I
participated in an activity for most of the last week, discussing threadbare
the likely business scenario in the year 2020, and the best way to tackle it.
We agreed that complexity, volatility and uncertainty are three major business
constants, and yet made a plan to guess and overcome these.
Nothing
wrong with that, except for a thought that kept erupting in my mind with
constant regularity – do we know what will happen the next second, not to talk
of eight years hence?
In
spite of the lapse of twenty-six years, I have yet not been able to forget how
my mother died in front of my eyes. Just four hours ago she had said that once
recovered, she would have chicken and rosogollas
at home. She came home, but dead.
My
father-in-law passed away within a matter of hours. He had a walk in the lawn,
read the newspaper in the Delhi winter sun, enjoyed his siesta, but developed
breathing trouble in the evening. By the time the night fell, he was no more.
It
is not only death, but the cruel hand of destiny that puts one at places where one
least expects to be. Millionaires had to beg with paupers after a few-seconds’
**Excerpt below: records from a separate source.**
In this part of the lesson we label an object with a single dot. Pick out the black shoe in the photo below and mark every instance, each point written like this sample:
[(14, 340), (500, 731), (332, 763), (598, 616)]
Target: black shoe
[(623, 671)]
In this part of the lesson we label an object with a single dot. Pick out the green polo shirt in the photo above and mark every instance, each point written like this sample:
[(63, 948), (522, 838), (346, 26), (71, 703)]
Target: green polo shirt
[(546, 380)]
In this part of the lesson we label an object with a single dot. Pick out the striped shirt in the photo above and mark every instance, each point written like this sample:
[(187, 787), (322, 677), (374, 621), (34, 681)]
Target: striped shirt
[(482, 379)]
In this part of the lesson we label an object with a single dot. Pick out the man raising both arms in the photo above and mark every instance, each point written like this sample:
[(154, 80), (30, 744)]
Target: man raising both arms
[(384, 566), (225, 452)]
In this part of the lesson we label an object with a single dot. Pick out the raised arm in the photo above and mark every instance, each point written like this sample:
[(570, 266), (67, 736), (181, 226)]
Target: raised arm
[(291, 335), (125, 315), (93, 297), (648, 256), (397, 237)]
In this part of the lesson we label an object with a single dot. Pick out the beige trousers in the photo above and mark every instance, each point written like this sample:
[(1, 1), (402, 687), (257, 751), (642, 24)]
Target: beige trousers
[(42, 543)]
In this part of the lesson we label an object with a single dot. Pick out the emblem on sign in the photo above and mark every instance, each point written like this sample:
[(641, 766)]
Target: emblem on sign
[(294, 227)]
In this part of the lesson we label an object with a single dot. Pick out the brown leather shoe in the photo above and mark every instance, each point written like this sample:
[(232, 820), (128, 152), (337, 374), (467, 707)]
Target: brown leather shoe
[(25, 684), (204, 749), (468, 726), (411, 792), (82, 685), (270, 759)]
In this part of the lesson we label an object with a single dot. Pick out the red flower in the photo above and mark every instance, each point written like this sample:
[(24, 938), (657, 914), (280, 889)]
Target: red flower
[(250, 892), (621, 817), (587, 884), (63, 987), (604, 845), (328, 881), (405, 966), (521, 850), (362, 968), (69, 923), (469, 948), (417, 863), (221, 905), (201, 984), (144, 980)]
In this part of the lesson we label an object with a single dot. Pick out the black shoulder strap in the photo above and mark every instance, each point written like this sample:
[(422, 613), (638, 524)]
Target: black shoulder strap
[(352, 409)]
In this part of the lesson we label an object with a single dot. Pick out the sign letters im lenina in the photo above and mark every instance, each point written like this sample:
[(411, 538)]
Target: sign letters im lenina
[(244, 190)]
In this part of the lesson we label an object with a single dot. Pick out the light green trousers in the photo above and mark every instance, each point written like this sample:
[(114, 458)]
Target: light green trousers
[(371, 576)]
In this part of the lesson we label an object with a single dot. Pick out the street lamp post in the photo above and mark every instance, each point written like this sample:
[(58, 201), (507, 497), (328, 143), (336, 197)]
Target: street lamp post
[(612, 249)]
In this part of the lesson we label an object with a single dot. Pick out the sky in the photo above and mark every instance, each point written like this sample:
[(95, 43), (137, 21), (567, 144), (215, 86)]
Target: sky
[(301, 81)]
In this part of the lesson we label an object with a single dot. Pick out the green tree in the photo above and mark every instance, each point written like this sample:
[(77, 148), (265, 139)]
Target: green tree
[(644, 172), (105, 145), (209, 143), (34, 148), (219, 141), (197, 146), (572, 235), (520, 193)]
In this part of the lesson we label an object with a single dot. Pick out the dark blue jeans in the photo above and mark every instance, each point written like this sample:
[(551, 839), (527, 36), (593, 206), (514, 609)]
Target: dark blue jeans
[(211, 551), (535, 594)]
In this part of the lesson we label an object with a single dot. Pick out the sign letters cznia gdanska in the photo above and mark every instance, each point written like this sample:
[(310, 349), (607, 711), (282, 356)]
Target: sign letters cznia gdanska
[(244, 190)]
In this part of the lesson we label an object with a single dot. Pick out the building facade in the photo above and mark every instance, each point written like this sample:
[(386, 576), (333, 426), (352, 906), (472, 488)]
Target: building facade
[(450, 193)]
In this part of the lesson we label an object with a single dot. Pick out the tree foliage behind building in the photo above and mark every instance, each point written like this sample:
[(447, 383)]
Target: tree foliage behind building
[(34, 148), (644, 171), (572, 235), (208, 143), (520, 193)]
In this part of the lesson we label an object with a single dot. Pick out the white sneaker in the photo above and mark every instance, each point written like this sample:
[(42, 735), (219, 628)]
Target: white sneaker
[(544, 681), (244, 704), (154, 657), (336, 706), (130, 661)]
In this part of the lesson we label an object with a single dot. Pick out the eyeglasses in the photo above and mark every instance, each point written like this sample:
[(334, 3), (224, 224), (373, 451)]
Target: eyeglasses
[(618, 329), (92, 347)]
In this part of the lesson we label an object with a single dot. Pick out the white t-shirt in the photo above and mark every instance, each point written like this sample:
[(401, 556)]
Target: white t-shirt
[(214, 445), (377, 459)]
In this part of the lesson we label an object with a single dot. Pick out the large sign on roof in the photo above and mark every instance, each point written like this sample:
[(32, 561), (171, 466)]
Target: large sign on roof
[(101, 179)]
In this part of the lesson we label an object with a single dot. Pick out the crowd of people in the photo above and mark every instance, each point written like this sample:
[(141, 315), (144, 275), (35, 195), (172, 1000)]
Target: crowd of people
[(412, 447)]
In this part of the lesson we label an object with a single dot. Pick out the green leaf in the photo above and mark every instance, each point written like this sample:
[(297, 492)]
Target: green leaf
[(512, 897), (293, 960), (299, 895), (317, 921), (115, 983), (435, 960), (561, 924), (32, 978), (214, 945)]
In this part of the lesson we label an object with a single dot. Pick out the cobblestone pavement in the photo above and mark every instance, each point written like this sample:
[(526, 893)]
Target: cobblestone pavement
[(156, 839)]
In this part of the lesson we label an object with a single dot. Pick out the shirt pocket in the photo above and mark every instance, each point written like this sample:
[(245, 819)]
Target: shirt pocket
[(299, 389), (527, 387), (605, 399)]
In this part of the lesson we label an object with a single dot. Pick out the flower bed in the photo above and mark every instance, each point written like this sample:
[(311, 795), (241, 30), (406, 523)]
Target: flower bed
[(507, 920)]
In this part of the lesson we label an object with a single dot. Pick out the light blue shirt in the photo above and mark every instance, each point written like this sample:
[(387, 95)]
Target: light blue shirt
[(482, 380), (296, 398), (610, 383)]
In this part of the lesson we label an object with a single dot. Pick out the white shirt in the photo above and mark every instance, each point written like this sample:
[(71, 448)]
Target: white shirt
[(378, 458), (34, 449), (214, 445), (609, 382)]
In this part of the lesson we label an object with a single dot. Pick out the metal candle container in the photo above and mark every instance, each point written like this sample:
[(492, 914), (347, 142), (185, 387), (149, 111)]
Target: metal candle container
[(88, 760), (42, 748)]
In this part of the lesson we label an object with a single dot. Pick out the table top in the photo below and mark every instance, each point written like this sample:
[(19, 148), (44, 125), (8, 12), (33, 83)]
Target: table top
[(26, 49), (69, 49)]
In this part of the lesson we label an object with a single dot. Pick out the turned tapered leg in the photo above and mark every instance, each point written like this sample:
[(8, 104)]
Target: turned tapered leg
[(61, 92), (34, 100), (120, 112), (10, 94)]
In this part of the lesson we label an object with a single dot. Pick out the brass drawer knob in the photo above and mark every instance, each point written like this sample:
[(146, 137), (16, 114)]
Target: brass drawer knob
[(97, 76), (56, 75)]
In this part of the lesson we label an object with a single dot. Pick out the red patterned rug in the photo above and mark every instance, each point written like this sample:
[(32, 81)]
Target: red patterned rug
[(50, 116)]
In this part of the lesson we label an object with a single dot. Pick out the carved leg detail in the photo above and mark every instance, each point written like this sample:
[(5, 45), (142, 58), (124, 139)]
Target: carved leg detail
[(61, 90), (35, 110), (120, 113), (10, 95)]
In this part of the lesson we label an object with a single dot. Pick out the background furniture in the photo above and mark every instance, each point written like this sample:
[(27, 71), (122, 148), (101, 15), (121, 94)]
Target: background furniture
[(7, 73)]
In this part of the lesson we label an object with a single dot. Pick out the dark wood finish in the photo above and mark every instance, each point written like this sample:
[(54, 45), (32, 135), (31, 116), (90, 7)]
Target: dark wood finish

earthquake in Gujarat some ten years ago. I am not sure whether all of them
could bounce back and achieve their previous glory.
We
know that nothing is permanent, yet behave differently. Our quest for survival
and lust for living feeds the so called spiritual gurus and the dream
merchants. We keep living in a make-believe world, till death knocks at our
door. By then, it is too late to remember those who really loved us, those to
whom we owed a word of gratitude, those who died to see us live.
Isn’t it a pity that we understand and
appreciate life only when very little of it is left!